Je fais partie d’une campagne, Mettre fin à l’apartheid de genresoutenu par des centaines d’éminents juristes, personnalités publiques, universitaires, dirigeants de la société civile et militants. La campagne vise à inclure l’apartheid de genre dans le traité de l’ONU sur les crimes contre l’humanité et s’assurer que les dirigeants internationaux appellent les actions des talibans par ce qu’elles sont. Cette initiative est née de la frustration collective des femmes afghanes et de leurs alliés du monde entier, reconnaissant que sans une reconnaissance juridique explicite de ces atrocités, la responsabilité resterait insaisissable. Notre objectif est de bâtir une coalition solide qui fait pression sur les gouvernements et les organismes internationaux pour qu’ils agissent de manière décisive en faveur des femmes afghanes.
Ce à quoi les femmes afghanes sont confrontées n’est pas seulement la misogynie.

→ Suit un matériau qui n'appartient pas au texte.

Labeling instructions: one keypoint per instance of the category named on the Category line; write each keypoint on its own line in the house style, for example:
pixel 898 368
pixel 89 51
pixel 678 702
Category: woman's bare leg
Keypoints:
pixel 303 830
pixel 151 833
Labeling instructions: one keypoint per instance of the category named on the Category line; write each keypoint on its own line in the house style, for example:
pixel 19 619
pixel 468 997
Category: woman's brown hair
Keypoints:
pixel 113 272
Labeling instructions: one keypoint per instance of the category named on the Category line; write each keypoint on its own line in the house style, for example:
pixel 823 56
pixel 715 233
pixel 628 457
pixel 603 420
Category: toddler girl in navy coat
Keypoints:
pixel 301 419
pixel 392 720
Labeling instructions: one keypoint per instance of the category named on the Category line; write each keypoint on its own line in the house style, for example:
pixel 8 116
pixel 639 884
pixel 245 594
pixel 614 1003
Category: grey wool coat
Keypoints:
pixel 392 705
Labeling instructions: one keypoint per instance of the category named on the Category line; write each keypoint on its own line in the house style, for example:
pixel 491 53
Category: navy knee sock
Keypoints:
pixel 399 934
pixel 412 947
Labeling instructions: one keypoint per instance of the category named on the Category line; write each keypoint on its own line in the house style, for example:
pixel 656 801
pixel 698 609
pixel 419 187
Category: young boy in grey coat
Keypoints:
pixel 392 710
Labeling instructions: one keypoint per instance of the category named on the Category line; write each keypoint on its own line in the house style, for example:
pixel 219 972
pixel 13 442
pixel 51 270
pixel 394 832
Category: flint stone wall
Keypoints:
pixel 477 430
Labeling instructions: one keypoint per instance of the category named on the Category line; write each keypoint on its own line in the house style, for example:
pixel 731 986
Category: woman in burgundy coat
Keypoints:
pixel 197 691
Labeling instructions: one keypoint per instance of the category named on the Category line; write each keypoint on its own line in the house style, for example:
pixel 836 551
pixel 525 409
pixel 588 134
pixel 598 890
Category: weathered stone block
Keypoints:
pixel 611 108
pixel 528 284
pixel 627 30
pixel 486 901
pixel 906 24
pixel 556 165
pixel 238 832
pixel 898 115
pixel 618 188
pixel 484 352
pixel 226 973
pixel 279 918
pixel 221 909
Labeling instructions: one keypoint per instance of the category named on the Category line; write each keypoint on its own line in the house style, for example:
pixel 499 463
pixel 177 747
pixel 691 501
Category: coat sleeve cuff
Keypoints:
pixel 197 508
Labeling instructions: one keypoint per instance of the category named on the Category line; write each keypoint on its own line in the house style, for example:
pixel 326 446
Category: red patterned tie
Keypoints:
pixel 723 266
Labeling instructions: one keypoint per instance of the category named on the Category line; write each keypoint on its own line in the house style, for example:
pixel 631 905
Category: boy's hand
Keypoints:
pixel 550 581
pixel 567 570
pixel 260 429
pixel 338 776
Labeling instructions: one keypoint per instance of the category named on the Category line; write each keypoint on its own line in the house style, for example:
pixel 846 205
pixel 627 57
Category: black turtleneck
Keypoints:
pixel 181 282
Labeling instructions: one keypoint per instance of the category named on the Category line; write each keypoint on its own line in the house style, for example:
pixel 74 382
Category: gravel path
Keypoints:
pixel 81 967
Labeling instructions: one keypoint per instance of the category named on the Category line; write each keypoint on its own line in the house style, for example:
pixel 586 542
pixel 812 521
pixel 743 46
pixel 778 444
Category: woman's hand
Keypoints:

Il s’agit d’une oppression systématique du haut vers le bas – une caractéristique de l’apartheid – qui va au-delà des inégalités que la plupart des sociétés s’efforcent encore de surmonter. En établissant un régime d’apartheid de genre, les actions des talibans répondent aux critères juridiques des crimes contre l’humanité : une attaque généralisée et systématique dirigée contre une population civile dans l’intention de marginaliser et d’exclure entièrement un groupe (dans ce cas, les femmes) de la société. Ce cadre juridique s’aligne sur les précédents établis par le droit international, garantissant que de tels actes sont condamnés et punis de manière appropriée.
Il ne s’agit pas seulement de théorie ou de discours académiques ; c’est l’oppression réelle et continue des femmes qui se produit en ce moment même de notre vie. Nous enregistrons tous les décrets et restrictions que les talibans imposent aux femmes et rendons ces informations accessibles aux défenseurs des droits humains du monde entier. Nous avons formé des centaines de défenseurs afghans et de dirigeants de la société civile sur les aspects juridiques et techniques de la campagne. Ce travail est effectué à titre personnel, et non comme un travail formel permettant de payer les factures. C’est la campagne la plus populaire que j’ai jamais vue parmi les Afghans.
Certains peuvent se demander pourquoi la terminologie est importante. Ce que les dirigeants appellent la situation en Afghanistan ne changera pas instantanément la réalité des femmes là-bas. Même en qualifiant les actions des talibans de crime contre l’humanité, la communauté internationale ne fera pas respecter les droits dans un pays qu’ils ont abandonné. Mais appeler l’oppression ce qu’elle est est la première étape pour y résister. Un véritable changement ne peut pas se produire dans un brouillard de déni et de désinformation. Les femmes afghanes ne peuvent pas dire leur vérité, nous devons donc le faire pour elles.
Cela nous est personnel. Aujourd’hui, de nombreuses femmes à travers le monde vivent mieux que leurs mères et grands-mères. Dans de nombreux endroits, les femmes sont souvent indépendantes financièrement et ont la liberté de faire leurs propres choix en matière de romance et de procréation, les libérant ainsi de la dépendance à l’égard des hommes. Dans les sociétés plus traditionnelles, les femmes sont encore confrontées à certaines restrictions, mais elles jouissent toujours de bien plus de libertés que ce que leurs grands-mères auraient pu imaginer. Cette tendance se vérifie presque partout – sauf chez les femmes afghanes. Ma génération était censée vivre quelque chose de différent. Au lieu de cela, nous avons voyagé dans le temps.
Aujourd’hui, j’ai toujours une vie meilleure que celle de ma mère et de ma grand-mère, mais ce privilège m’a coûté de quitter l’Afghanistan et de devenir Américain. Les femmes afghanes de la diaspora éprouvent souvent une forme de « culpabilité de survivante » à l’égard des femmes que nous avons laissées derrière nous, et nous n’avons donc pas d’autre choix que d’être leur voix face à un monde indifférent.
Ce que nous voulons, c’est que la cruauté endurée par les femmes et les filles en Afghanistan soit qualifiée de ce qu’elle est réellement : un apartheid de genre et un crime contre l’humanité.